#94 [DRAFT] spectool: implement support for SourceScript
Closed a month ago by decathorpe. Opened 3 months ago by decathorpe.
Unknown source main  into  main

file modified
+1 -1
@@ -1,2 +1,2 @@

  [tool.black]

- line-length = 100

+ line-length = 120

file modified
+52 -9
@@ -22,6 +22,7 @@

  

  import argparse

  import os

+ import subprocess

  import tempfile

  import time

  from collections import OrderedDict
@@ -191,6 +192,14 @@

          help="output debug info, don't clean up when done",

      )

  

+     misc.add_argument(

+         "--safe",

+         action="store_const",

+         const=True,

+         default=False,

+         help="run in safe mode (i.e. do not run a detected SourceScript)",

+     )

+ 

      specfile = parser.add_argument("specfile", action="store")

  

      if argcomplete:
@@ -339,7 +348,7 @@

              self.print_patch(number, value)

  

      @staticmethod

-     def _get_file(value: str, directory: str, force: bool, dry: bool):

+     def _get_file(value: str, directory: str, force: bool, dry: bool) -> bool:

          parsed = urlparse(value)

  

          if "#" not in value:
@@ -350,8 +359,7 @@

                  basename = basename.lstrip("/")

              except ValueError:

                  # multiple "#" characters inside

-                 print("Invalid URL:", value)

-                 return

+                 raise ValueError(f"Invalid URL: {value}")

  

          if parsed.scheme:

              if not dry:
@@ -361,6 +369,7 @@

                      print("Downloading: {}".format(value))

                      os.makedirs(directory, exist_ok=True)

                      really = get_file(value, path, force)

+ 

                      if really:

                          print("Downloaded: {}".format(basename))

  
@@ -379,11 +388,16 @@

              else:

                  print("Would have downloaded: {}".format(value))

  

-     def get_source(self, number: int, directory: str, force: bool, dry: bool, value: str = None):

+             return True

+ 

+         else:

+             return False

+ 

+     def get_source(self, number: int, directory: str, force: bool, dry: bool, value: str = None) -> bool:

          if not value:

              value = self.sources[number]

  

-         self._get_file(value, directory, force, dry)
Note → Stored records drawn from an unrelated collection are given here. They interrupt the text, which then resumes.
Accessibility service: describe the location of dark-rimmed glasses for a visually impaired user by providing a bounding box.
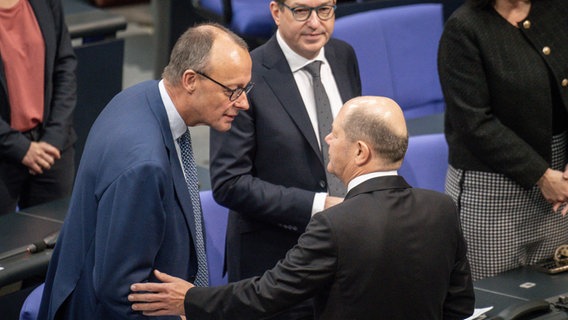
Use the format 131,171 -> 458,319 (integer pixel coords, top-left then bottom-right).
280,2 -> 337,21
195,71 -> 254,101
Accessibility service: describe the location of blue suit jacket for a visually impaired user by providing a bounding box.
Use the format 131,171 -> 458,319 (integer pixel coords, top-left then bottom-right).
0,0 -> 77,163
40,81 -> 202,319
210,37 -> 361,281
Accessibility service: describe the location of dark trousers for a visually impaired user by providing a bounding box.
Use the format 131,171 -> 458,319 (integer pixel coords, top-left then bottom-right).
0,146 -> 75,215
262,299 -> 314,320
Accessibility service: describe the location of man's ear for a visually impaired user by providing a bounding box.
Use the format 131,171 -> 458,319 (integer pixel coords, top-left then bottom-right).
181,69 -> 197,94
355,140 -> 372,166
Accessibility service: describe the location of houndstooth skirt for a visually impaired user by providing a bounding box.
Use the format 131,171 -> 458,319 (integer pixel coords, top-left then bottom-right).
446,134 -> 568,280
+         return self._get_file(value, directory, force, dry)

  

      def get_patch(self, number: int, directory: str, force: bool, dry: bool, value: str = None):

          if not value:
@@ -391,14 +405,40 @@

  

          self._get_file(value, directory, force, dry)

  

-     def get_sources(self, directory: str, force: bool, dry: bool):

+     def get_sources(self, directory: str, force: bool, dry: bool, safe: bool):

+         any_local = False

          for number, value in self.sources.items():

-             self.get_source(number, directory, force, dry, value)
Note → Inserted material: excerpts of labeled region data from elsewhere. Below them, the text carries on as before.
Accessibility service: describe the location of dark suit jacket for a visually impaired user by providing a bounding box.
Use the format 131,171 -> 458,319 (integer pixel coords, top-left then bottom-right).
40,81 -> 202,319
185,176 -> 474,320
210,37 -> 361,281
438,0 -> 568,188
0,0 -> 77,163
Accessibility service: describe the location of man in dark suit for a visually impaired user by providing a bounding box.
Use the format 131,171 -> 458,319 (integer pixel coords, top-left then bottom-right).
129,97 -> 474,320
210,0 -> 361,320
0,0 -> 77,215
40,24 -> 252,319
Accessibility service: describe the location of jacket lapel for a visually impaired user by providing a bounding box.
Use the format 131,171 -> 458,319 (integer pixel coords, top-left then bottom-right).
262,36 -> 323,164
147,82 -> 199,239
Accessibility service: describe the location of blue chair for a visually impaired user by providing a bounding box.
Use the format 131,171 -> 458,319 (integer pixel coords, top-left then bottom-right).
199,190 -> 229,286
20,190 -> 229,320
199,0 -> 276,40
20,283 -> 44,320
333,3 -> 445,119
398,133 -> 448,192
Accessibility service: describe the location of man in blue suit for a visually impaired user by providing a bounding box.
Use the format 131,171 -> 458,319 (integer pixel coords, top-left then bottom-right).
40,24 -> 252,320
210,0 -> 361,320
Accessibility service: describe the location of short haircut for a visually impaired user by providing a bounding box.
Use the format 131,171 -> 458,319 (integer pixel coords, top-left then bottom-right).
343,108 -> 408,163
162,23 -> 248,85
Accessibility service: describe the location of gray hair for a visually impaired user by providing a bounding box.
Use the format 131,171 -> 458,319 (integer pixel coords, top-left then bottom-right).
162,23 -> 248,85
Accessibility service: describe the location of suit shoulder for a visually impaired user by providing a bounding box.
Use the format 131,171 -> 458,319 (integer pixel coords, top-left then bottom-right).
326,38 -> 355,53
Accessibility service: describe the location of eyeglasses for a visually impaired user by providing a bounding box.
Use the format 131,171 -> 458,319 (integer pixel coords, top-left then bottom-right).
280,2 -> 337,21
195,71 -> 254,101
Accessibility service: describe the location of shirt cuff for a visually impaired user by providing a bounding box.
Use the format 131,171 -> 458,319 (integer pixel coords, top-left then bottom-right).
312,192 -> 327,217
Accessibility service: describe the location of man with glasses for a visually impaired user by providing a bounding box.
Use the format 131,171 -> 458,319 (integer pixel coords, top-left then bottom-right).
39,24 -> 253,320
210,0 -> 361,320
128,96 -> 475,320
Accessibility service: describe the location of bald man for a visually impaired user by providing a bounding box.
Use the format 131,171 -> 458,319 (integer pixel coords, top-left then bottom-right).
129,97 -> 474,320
+             any_local = any_local or not self.get_source(number, directory, force, dry, value)

+ 

+         if any_local:

+             self.run_source_script(safe)

  

      def get_patches(self, directory: str, force: bool, dry: bool):

          for number, value in self.patches.items():

              self.get_patch(number, directory, force, dry, value)

  

+     def run_source_script(self, safe: bool):

+         with open(self.path) as file:

+             contents = file.read()

+ 

+         source_script = None

+         for line in contents.splitlines():

+             if line.startswith("# SourceScript:"):

+                 source_script = line.split()[2]

+                 break

+ 

+         if source_script and safe:

+             print("Not running detected SourceScript in safe mode.")

+             return

+ 

+         if source_script:

+             version = self.spec.sourceHeader[rpm.RPMTAG_VERSION]
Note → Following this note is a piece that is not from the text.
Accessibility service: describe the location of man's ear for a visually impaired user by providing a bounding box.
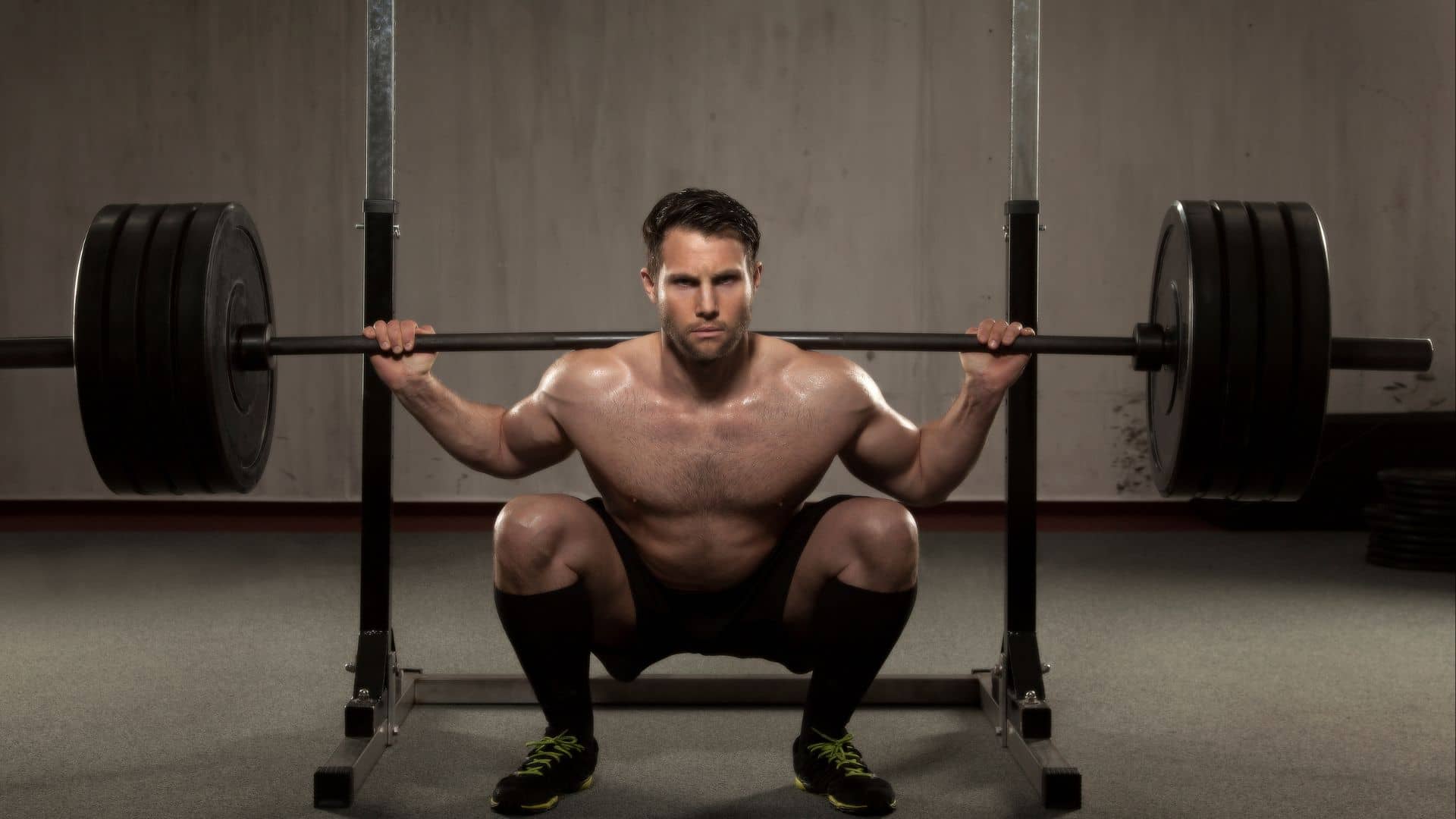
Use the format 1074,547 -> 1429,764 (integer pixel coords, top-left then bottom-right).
638,267 -> 657,305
+             print(f"Running script to generate sources: {source_script} {version}")

+ 

+             cmd = [f"./{source_script}", version]

+             ret = subprocess.run(cmd)

+             ret.check_returncode()

+ 

  

  def main() -> int:

      args = get_args()
@@ -484,6 +524,7 @@

      if args["get_files"]:

          force = args["force"]

          dry = args["dry_run"]

+         safe = args["safe"]

  

          if args["directory"] and args["sourcedir"]:

              print("Conflicting requests for download directory.")
@@ -504,10 +545,12 @@

                      print("No patch with number '{}' found.".format(number))

                      continue

  

-                 spec.get_source(number, directory, force, dry)

+                 local = not spec.get_source(number, directory, force, dry)

+                 if local:

+                     spec.run_source_script(safe)

  

          elif args["sources"] and not args["patch"]:

-             spec.get_sources(directory, force, dry)

+             spec.get_sources(directory, force, dry, safe)

  

          if args["patch"]:

              numbers = split_numbers(args["patch"])

This commit adds support for automatically running an external script
for generating Source files (for example, if the upstream sources
need to be cleaned of unwanted files and repackaged).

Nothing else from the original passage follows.